Thirty-seven minutes later, we are in the car. The sky is rimmed gold and pink-orange clouds scud across it. We munch on hard, plastic breakfast bars while listening to the grainy sound of the radio.
At last, we get there. The park is shadowy and quiet, the grass gleams with dew. Trucks are parked on the golf course, like solemn little soldiers. Mosquitoes feast on my bare ankles.
There is something straining in the air. That excitement again. The sun peers lazily through the treetops.
Dad helps his friend from work, Gary, take a basket out of the trailer. It’s tall – up to my stomach. They start putting pieces together. There are three other trailers, three other baskets.
Someone lets a black balloon go. We watch it drift, until it’s nothing but a speck. Watching the wind, and I can’t help but think:
Baby’s black balloon makes her fly, I almost fell into that hole in your life …
There is a bag: maroon, and big. While Dad and his friend work on the basket, we work on pulling the balloon out of the bag. A real hot air balloon! How can it all fit in there, a mess of canvas and tangled rope?
The balloon is long and thin, a sad heap of fabric that stretches on forever. Once Dad is done with the basket, I help him untangle the ropes. Gary tips over the basket while his wife fastens more cords and wires.
Dad and I hold up the balloon’s opening, and Gary turns on a big, metal fan. Cold air flaps against my fingers and blows into the balloon. The fabric billows and unfurls, and slowly but surely it inflates. I peer inside and see a massive cavern of color. A house could easily fold in there.
Red, white and green. The Italian flag. I think that’s funny, because Gary and his wife are British.
Gary turns on the burner, and a huge blaze of fire fills the balloon with hot air. A powerful roar drums in my ears, and the fire is so hot that I’m sure the hair has been burned from my fingers. My face stings with the heat. I can feel my lips crack.
Like magic, the balloon rises and the basket tips upright.

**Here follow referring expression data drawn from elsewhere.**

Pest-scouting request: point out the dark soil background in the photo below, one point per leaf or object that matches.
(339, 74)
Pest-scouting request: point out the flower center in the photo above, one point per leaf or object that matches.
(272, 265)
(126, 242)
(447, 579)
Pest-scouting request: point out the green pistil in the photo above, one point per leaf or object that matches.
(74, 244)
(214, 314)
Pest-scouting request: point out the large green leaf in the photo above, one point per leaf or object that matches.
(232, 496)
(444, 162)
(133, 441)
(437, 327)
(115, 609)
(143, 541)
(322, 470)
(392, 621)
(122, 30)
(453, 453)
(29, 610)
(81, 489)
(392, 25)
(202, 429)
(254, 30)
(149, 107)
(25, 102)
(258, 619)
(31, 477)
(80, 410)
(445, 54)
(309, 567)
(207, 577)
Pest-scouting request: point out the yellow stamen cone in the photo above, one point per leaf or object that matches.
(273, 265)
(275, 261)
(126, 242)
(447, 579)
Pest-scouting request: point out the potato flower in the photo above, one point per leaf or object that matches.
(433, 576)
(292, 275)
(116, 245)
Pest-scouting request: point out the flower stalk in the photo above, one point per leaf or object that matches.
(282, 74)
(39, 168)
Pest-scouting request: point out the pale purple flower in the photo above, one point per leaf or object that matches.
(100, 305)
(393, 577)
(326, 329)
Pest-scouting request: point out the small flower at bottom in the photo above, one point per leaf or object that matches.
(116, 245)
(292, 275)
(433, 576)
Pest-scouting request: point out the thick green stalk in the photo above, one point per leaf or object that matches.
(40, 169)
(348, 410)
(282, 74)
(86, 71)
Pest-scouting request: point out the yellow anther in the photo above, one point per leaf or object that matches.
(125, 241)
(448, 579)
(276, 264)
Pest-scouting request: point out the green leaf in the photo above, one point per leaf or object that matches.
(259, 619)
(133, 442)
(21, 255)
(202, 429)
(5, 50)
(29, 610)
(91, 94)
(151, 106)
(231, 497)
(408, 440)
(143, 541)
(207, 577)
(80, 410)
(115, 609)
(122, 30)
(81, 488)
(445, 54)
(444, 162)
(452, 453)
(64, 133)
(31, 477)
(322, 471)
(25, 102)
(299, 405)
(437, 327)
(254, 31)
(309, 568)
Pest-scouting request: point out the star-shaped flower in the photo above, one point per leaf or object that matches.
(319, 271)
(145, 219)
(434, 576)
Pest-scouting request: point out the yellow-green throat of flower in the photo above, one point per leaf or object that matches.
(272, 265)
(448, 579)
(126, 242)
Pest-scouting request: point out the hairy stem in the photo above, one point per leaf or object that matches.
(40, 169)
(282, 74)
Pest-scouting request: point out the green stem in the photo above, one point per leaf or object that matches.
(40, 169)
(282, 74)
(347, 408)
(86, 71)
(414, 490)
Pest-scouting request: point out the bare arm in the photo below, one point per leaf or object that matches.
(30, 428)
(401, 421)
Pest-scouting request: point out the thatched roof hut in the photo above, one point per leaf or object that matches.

There are three other balloons, just as regal and impressive. One is decorated with patterns of mountains and trees, while another is patterned with a kaleidoscope of color. The third is yellow and blue. These balloons, they fill up the sky.
Gary invites Mom to ride. She’s afraid, I can see, and I’m thinking I would be, too. Dad urges her on, but I still see the shake in her hands and the wobble in her walk. She clambers into the basket.
“And you?” Gary asks, meeting my eyes. My heart skips in my throat and fear pumps ice through my veins. Somehow, I climb in anyways, though my teeth are clacking. The worst part is watching my little sisters cry. They want to come, too, but there’s no room.
Gary shouts something and suddenly we float up. I watch the faces grow smaller and smaller, and I realize there’s no ground beneath us.
Oh, gosh. We’re flying, we’re flying. We’re really flying. There’s no way back.
I’m pretty sure I wouldn’t want to fall from so far up.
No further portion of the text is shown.